Галина Щербакова - Ангел мертвого озера
- Резиновый круг мне дали в больнице, - сказал Коля, - где я одно время работал санитаром. Когда Уля выздоровеет, я отнесу его обратно. Я велел ей не резать его ножом и не колоть гвоздем. Хурма мне дана за работу. Я носил ящики с нею одному узбеку. Он дал мне десять штук. Две я съел. Остальные Уля.
Знаете, отчего я плохо соображала? От того, как он называл мою дочь. По паспорту она Ульяна. Так звали мать мужа. Очень строгую даму, имевшую свои правила жизни и не отступавшую от них ни на шаг.
Дать внучке её имя было, в сущности, условием нашего брака. Сын, который выбрал себе не ту профессию, - ну что это за истфилфак? Кто из него получится? - по меньшей мере должен был взять девушку твердой специальности (Боже, как она была права и дальновидна!) - зубного врача или торгового работника, в крайнем случае авиационного инженера. У сына случился прокол в моем лице, и в такой малости, как имя внучки, мы уже не могли ей отказать.
Мне с ней было трудно, но нельзя было не отдавать должное её цельности. Однако дочку мы сразу стали звать Ляной, благо бабушка уже умерла. "Уля" было и не современно, и по-деревенски, боялись, что девочку задразнят. "Ляна" было элегантно, нежно и как бы выделяло её из многочисленных Свет, Кать, Наташ, Лен и Маш.
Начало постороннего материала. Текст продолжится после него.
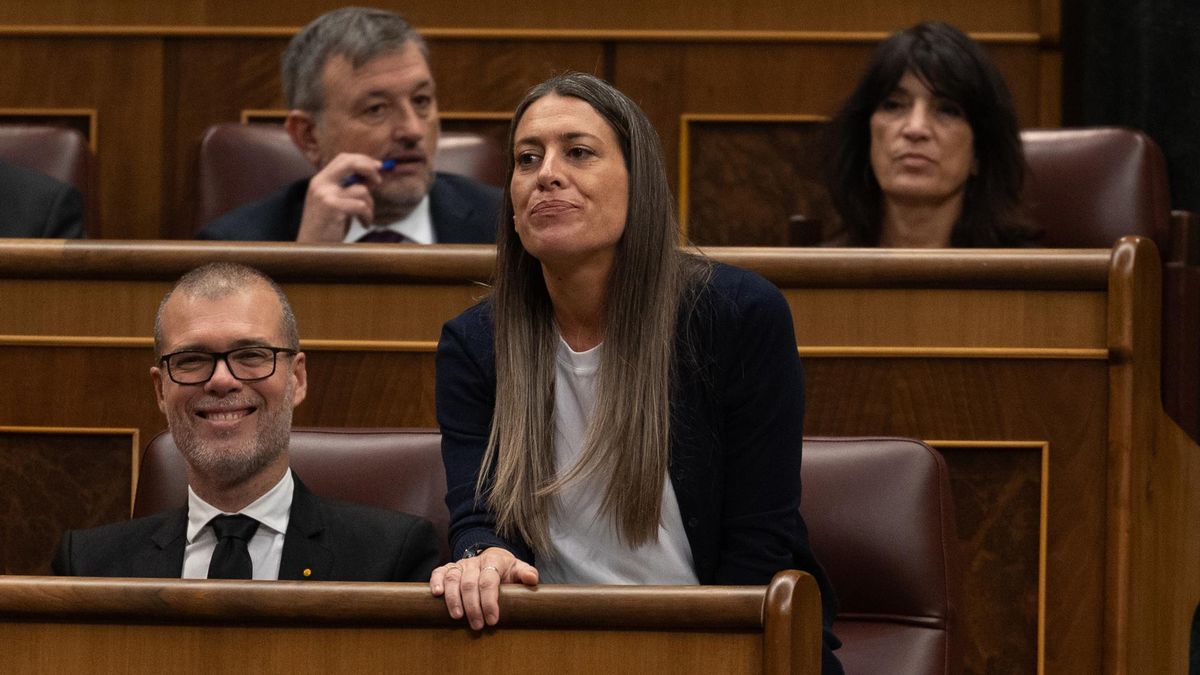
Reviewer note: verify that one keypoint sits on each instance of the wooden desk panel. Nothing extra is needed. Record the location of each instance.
(138, 626)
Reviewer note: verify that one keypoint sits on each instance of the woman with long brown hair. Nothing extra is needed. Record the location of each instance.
(617, 411)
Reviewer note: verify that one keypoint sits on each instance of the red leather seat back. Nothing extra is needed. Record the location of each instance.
(59, 153)
(1089, 187)
(881, 521)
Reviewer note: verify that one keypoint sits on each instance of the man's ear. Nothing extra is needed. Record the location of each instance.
(300, 378)
(160, 398)
(303, 129)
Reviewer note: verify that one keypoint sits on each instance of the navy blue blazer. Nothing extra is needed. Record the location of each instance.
(463, 211)
(36, 205)
(737, 423)
(335, 541)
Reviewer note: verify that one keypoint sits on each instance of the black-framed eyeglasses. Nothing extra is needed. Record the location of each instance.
(247, 364)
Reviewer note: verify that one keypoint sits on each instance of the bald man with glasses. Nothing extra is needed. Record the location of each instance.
(228, 375)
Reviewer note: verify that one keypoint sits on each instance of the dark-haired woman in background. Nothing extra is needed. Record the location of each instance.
(618, 411)
(927, 151)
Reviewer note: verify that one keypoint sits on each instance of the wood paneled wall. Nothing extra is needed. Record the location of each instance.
(159, 73)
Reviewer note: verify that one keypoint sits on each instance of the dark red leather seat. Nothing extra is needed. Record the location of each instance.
(59, 153)
(881, 520)
(1089, 187)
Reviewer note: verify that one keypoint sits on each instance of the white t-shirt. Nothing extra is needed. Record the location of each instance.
(585, 547)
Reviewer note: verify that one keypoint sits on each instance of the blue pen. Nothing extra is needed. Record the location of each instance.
(355, 178)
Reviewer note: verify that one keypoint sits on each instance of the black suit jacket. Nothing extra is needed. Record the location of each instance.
(463, 211)
(335, 541)
(37, 205)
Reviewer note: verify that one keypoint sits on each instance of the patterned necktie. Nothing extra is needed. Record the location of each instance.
(384, 236)
(231, 560)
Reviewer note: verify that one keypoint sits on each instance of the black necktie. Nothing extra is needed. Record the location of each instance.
(231, 560)
(383, 236)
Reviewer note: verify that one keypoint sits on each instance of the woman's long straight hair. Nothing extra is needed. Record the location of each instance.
(628, 436)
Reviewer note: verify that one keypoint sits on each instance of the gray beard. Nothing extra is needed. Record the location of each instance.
(233, 466)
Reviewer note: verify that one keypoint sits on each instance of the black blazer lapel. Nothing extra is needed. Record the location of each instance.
(305, 554)
(163, 556)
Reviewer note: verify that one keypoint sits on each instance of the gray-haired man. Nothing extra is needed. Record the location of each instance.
(364, 109)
Она была одна в садике, школе и одна в институте. Правда, Уль тоже и близко не было. И вот на тебе. Этот тип, читающий книги через стены, этот санитар и грузчик - интересно, последовательно или одновременно? - называет дочь Улей, как будто так и надо, как будто у него есть на это право.
- Мы с мужем не любим, когда нашу дочь называют Улей. Она Ляна.
- Она мне сказала - Уля, Ульяна, - растерянно ответил Коля. - Я ж не сам это придумал. - И ещё более растерянно. - Зачем же давать человеку имя, если знаешь, что не будешь им пользоваться?
Почему я должна отвечать ему на вопросы? С какой стати я должна объяснять мотивы своих давних, личных поступков?
Он же вынул из-под веревочки конверт и положил его на телефонный столик.
- Дайте мне лучше широкий пакет, а то меня по дороге все будут читать.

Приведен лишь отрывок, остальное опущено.